Human rights advocates said some of the detainees have been charged with extremely vague offenses like “gathering a crowd to disrupt public order,” while the regime did not bother charging others at all — the space on their arrest paperwork where the charges would go was literally left blank.

The Beijing editor who was arrested wondered why the authorities were coming after “young, largely female professionals” like herself. The answer seems to be that the Chinese Communist Party wants to portray “feminists influenced by Western ideas” as the subversive threat behind the protests.

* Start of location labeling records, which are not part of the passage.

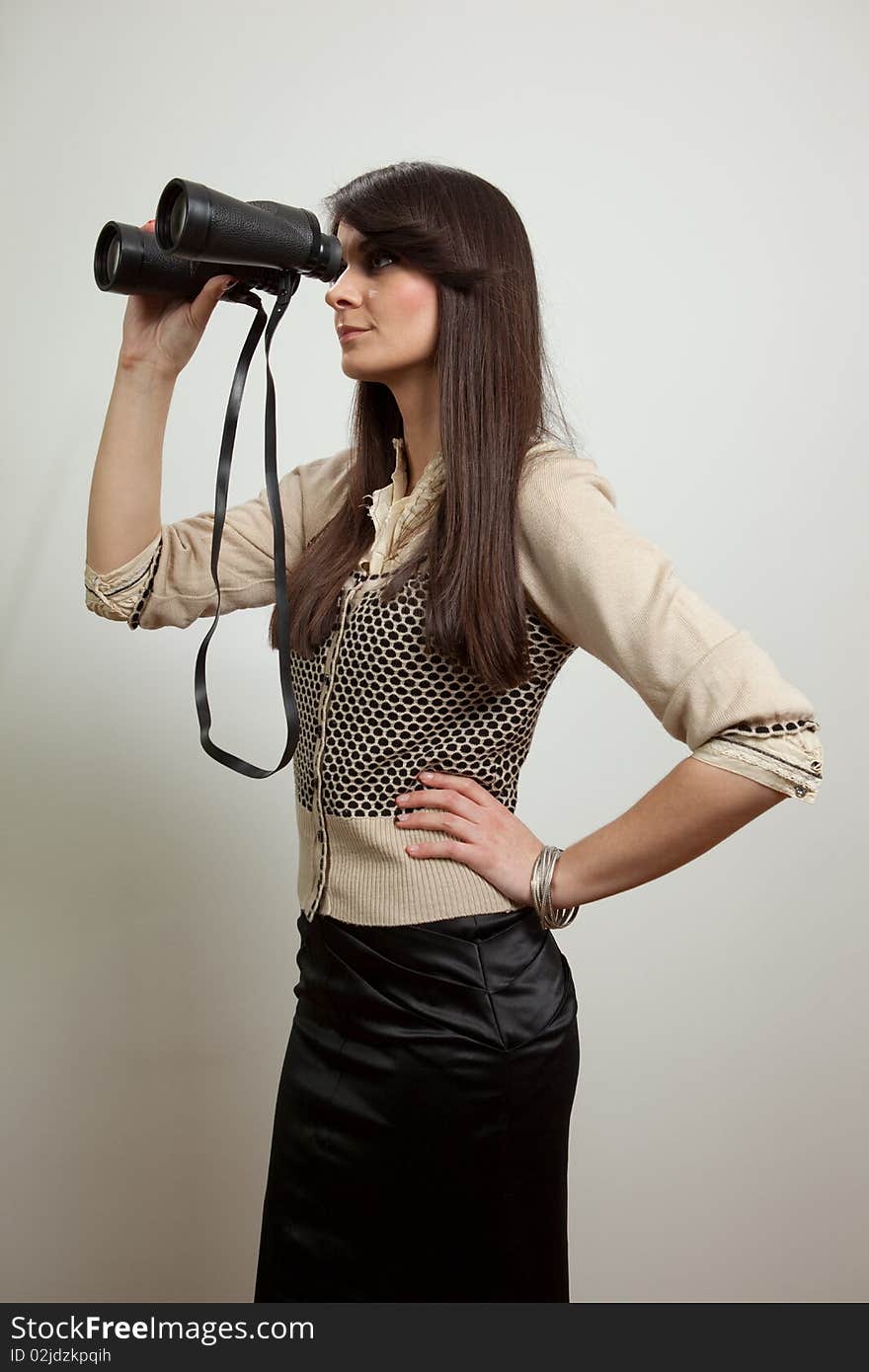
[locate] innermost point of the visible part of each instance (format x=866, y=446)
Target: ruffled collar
x=430, y=482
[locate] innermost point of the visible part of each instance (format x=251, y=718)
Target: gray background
x=692, y=180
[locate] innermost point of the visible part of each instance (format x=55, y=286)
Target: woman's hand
x=481, y=832
x=162, y=333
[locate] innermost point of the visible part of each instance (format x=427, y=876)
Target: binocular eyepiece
x=200, y=233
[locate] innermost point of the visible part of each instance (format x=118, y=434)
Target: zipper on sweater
x=328, y=681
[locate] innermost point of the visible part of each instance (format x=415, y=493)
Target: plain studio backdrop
x=692, y=180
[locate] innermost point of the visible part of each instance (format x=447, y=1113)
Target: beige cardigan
x=375, y=708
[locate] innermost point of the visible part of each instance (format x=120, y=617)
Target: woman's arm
x=689, y=811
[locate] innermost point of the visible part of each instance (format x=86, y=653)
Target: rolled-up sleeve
x=607, y=589
x=171, y=583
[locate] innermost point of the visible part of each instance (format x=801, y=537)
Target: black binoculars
x=200, y=233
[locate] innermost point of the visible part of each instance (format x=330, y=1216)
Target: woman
x=440, y=572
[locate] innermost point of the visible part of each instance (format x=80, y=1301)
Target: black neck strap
x=288, y=284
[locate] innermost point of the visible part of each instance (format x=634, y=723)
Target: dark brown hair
x=492, y=362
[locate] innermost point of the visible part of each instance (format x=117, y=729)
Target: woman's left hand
x=481, y=832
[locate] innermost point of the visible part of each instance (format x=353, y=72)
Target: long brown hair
x=492, y=368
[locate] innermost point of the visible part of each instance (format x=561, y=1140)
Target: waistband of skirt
x=460, y=926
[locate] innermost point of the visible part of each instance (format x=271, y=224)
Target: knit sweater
x=376, y=708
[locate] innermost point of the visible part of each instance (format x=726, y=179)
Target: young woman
x=440, y=572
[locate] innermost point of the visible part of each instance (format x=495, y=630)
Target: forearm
x=689, y=811
x=123, y=513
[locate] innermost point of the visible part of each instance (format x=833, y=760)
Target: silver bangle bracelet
x=541, y=881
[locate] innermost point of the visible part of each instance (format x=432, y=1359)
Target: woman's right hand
x=162, y=333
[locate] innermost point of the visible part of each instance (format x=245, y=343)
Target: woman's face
x=393, y=302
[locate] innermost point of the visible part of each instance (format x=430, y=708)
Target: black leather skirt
x=421, y=1136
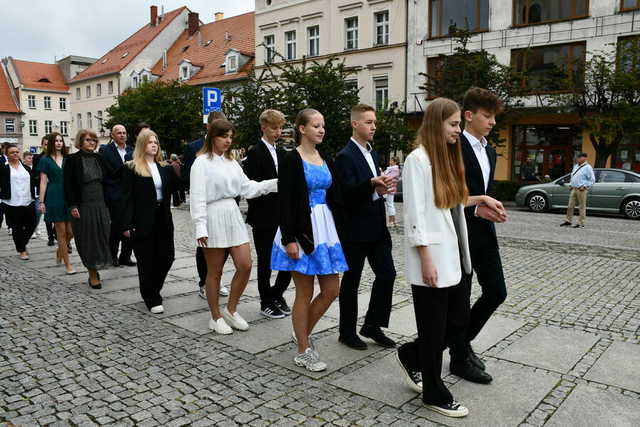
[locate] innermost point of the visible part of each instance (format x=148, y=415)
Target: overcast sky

“If even ordinary people like my friends who peacefully participated in a vigil can be arrested, anyone can be taken,” mused an associate of one detainee. That sounds like a feature of the regime’s plan, not a bug.

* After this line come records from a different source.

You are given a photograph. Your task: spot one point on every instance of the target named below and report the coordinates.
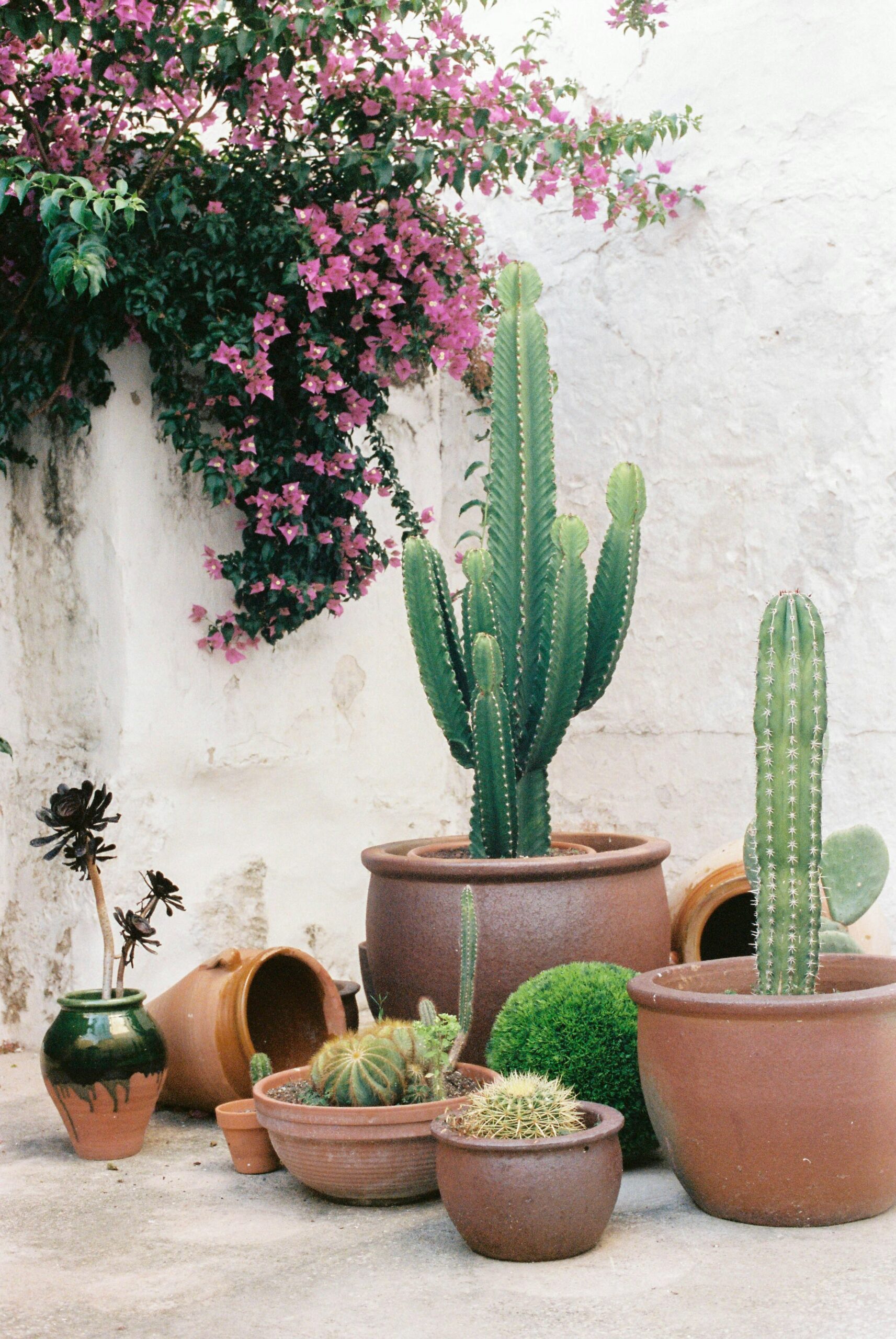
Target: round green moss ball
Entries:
(576, 1024)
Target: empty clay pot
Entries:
(775, 1109)
(104, 1065)
(605, 904)
(532, 1199)
(248, 1141)
(359, 1155)
(279, 1001)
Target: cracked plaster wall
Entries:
(744, 357)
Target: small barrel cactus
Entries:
(260, 1068)
(520, 1106)
(362, 1070)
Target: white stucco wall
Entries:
(744, 357)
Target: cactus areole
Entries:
(532, 649)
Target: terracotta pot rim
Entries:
(239, 1115)
(92, 1002)
(634, 852)
(412, 1113)
(608, 1122)
(650, 990)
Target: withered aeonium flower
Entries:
(77, 814)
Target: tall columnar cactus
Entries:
(532, 650)
(789, 721)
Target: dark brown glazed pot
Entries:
(775, 1109)
(532, 1199)
(607, 905)
(359, 1155)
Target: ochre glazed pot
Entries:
(278, 1001)
(359, 1155)
(248, 1141)
(104, 1065)
(532, 1199)
(775, 1109)
(606, 905)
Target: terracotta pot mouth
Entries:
(410, 1113)
(608, 854)
(849, 983)
(93, 1002)
(602, 1122)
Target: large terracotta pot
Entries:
(713, 914)
(279, 1001)
(607, 904)
(359, 1155)
(532, 1199)
(104, 1065)
(775, 1109)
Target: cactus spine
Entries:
(789, 721)
(532, 650)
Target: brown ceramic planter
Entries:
(279, 1001)
(532, 1199)
(775, 1109)
(248, 1141)
(607, 905)
(359, 1155)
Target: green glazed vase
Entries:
(104, 1063)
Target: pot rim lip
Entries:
(634, 852)
(92, 1002)
(361, 1117)
(650, 991)
(608, 1124)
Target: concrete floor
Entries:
(175, 1244)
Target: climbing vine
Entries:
(268, 196)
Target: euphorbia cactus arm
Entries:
(613, 596)
(437, 644)
(790, 720)
(493, 750)
(521, 489)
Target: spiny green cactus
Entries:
(793, 875)
(260, 1068)
(519, 1106)
(789, 721)
(534, 650)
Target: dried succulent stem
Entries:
(105, 924)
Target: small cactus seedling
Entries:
(790, 872)
(534, 649)
(260, 1068)
(519, 1106)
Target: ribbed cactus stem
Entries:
(790, 720)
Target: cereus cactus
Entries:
(532, 650)
(807, 892)
(520, 1106)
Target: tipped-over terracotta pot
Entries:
(248, 1141)
(532, 1199)
(359, 1155)
(104, 1065)
(603, 903)
(775, 1109)
(278, 1001)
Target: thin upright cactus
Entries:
(789, 721)
(532, 650)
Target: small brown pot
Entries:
(359, 1155)
(532, 1199)
(607, 904)
(775, 1109)
(279, 1001)
(248, 1141)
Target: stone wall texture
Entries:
(744, 357)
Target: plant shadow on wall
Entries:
(259, 196)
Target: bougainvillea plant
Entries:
(267, 195)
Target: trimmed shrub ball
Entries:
(576, 1024)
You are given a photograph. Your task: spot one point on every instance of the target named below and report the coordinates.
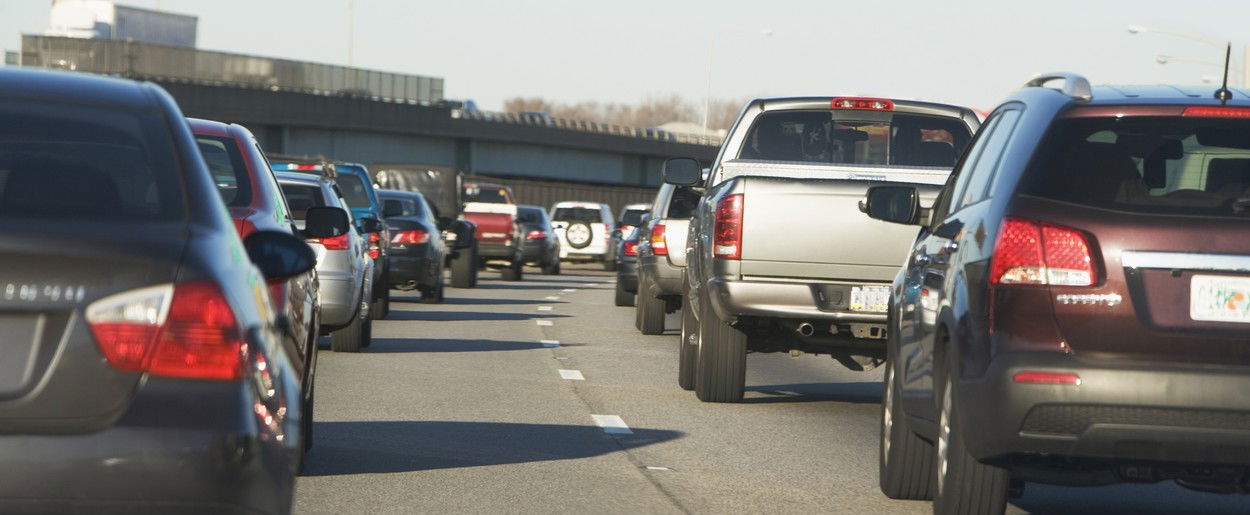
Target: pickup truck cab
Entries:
(779, 255)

The Washington Post last week described Beijing cranking up “the powerful surveillance state built over the past decade and fine-tuned during the pandemic” to target alleged leaders of the lockdown protests, in a crusade that has subjected far more people than the eight described by NPR to harassment, detention, and interrogation.

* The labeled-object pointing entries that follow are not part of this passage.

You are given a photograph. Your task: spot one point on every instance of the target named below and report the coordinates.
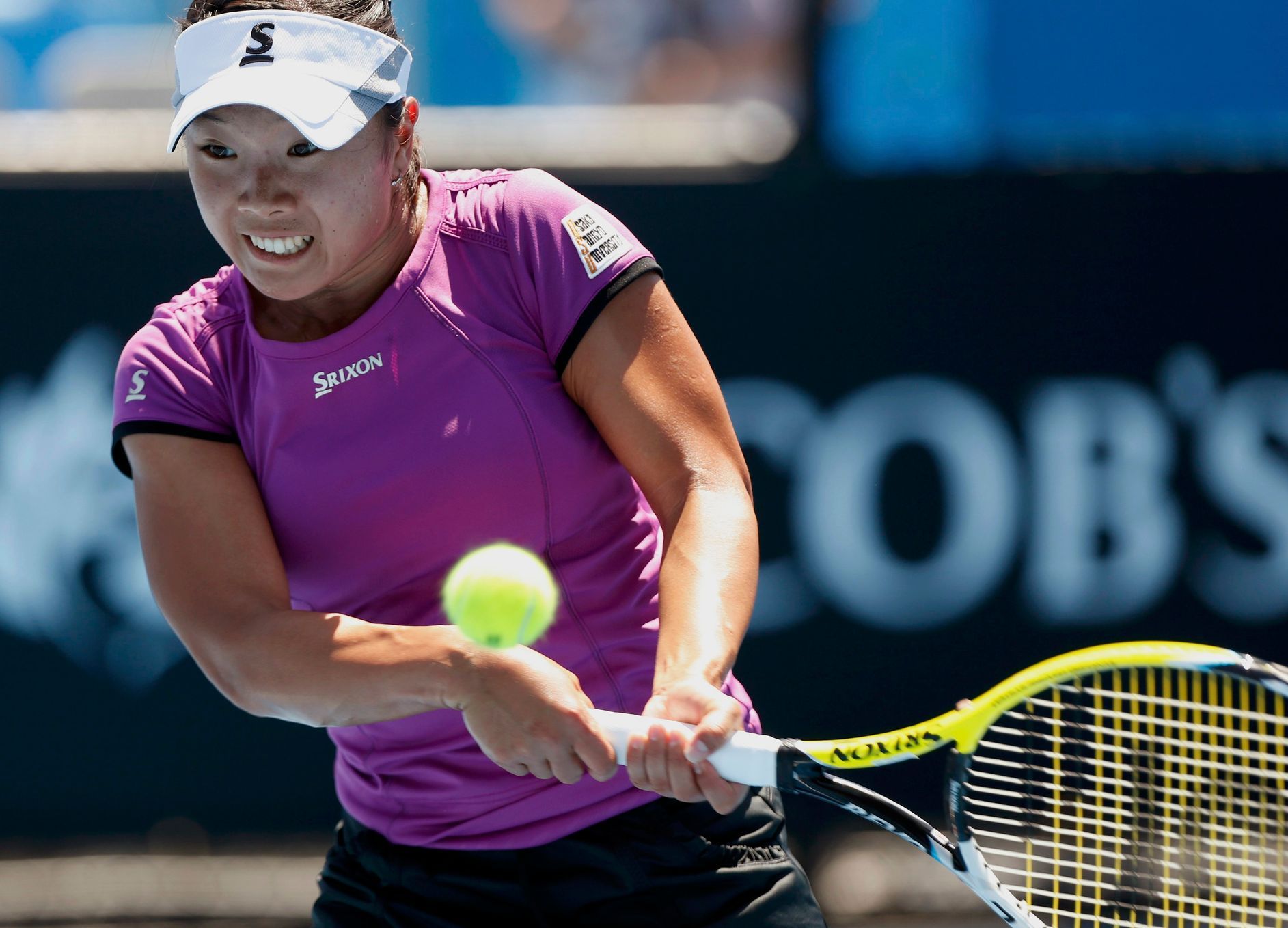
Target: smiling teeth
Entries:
(281, 245)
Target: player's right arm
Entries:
(218, 577)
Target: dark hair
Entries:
(375, 14)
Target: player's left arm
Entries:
(647, 385)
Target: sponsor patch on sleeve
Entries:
(595, 238)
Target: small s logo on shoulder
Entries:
(598, 243)
(135, 394)
(259, 53)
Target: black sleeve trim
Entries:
(633, 272)
(156, 427)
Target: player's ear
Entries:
(410, 116)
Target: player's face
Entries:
(327, 215)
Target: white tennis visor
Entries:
(325, 75)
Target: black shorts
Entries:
(668, 864)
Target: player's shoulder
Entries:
(196, 316)
(491, 202)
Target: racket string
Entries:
(1142, 797)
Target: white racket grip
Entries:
(746, 758)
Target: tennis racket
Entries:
(1136, 784)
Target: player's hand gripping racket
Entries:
(1138, 784)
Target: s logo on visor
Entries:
(259, 53)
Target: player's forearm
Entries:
(707, 586)
(327, 669)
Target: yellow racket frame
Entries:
(968, 724)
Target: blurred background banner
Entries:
(995, 292)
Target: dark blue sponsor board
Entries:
(988, 419)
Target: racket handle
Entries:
(746, 758)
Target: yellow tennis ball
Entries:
(500, 596)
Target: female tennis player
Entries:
(401, 365)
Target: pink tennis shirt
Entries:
(432, 424)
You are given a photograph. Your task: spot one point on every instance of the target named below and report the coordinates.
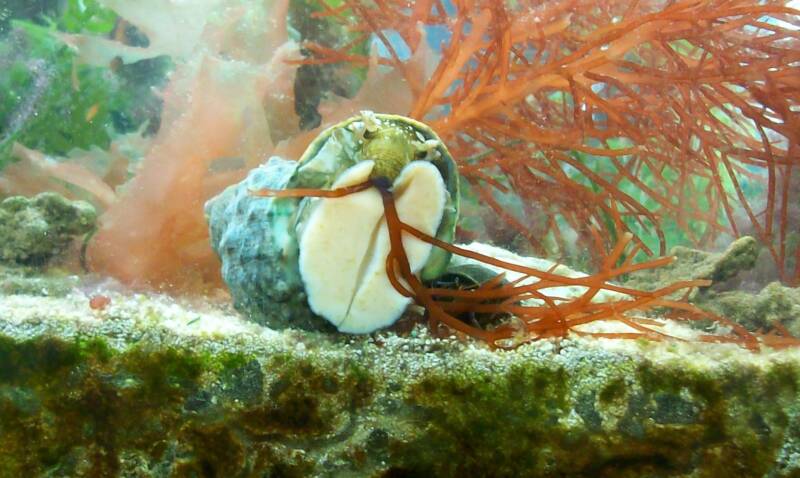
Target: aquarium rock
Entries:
(148, 387)
(285, 257)
(35, 230)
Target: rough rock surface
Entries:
(35, 230)
(761, 310)
(150, 387)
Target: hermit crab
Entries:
(323, 228)
(363, 224)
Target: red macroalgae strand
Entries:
(556, 317)
(679, 115)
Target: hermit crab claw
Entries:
(344, 244)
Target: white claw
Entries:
(345, 243)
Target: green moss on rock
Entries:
(111, 396)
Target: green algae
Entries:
(306, 404)
(691, 264)
(774, 303)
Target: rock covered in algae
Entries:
(755, 310)
(150, 388)
(38, 229)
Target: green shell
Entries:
(391, 141)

A tech worker calling herself “Doa” — another of those young female professionals hounded by the regime with such enthusiasm — said she was somehow tagged and identified by the police even though she spent barely half an hour near a protest on November 28 and was careful not to use her cell phone during that time.

Police and officials wearing protective gear work in an area where barriers are being placed to close off streets around a locked-down neighborhood after the detection of new cases of Covid-19 in Shanghai on March 15, 2022. (Photo by HECTOR RETAMAL/AFP via Getty Images)

Within two days, Doa was brought to a police station, forced to strip to her underwear, and interrogated for nine hours without access to a restroom. Other detainees were forced into stressful positions, threatened with long prison sentences, deprived of sleep, verbally abused — men with long hair were taunted for being gay — and forced to perform soul-crushing tasks such as copying Communist political documents by hand.

“I know how those things can be used by police. They still found me. I’m still wondering how that is possible,” said Doa, a savvy electronics user with experience working in social media. 

The Washington Post cited experts who thought Chinese police might have simply harvested the number of every cell phone pinging a tower near the protests and manually sifted through the data to find possible dissidents. China’s smartphone scanning technology can dive into hundreds of apps on anyone’s phone to harvest data, including popular social media apps, even those which are forbidden to Chinese users.

Those experts also noted that Chinese cities are littered with tens of thousands of surveillance cameras hooked up to advanced facial recognition systems, which can identify people through masks.

The Washington Post noted that Chinese “Little Pink” nationalists are running wild on tightly-controlled social media platforms with accusations of treason and they are blaming the anti-lockdown protesters for causing the current coronavirus tidal wave by sabotaging Xi’s supposedly perfect “zero Covid” strategy. Meanwhile, lawyers are being pressured to stay away from protester defendants, sending an unsubtle signal that none of them should expect a fair trial.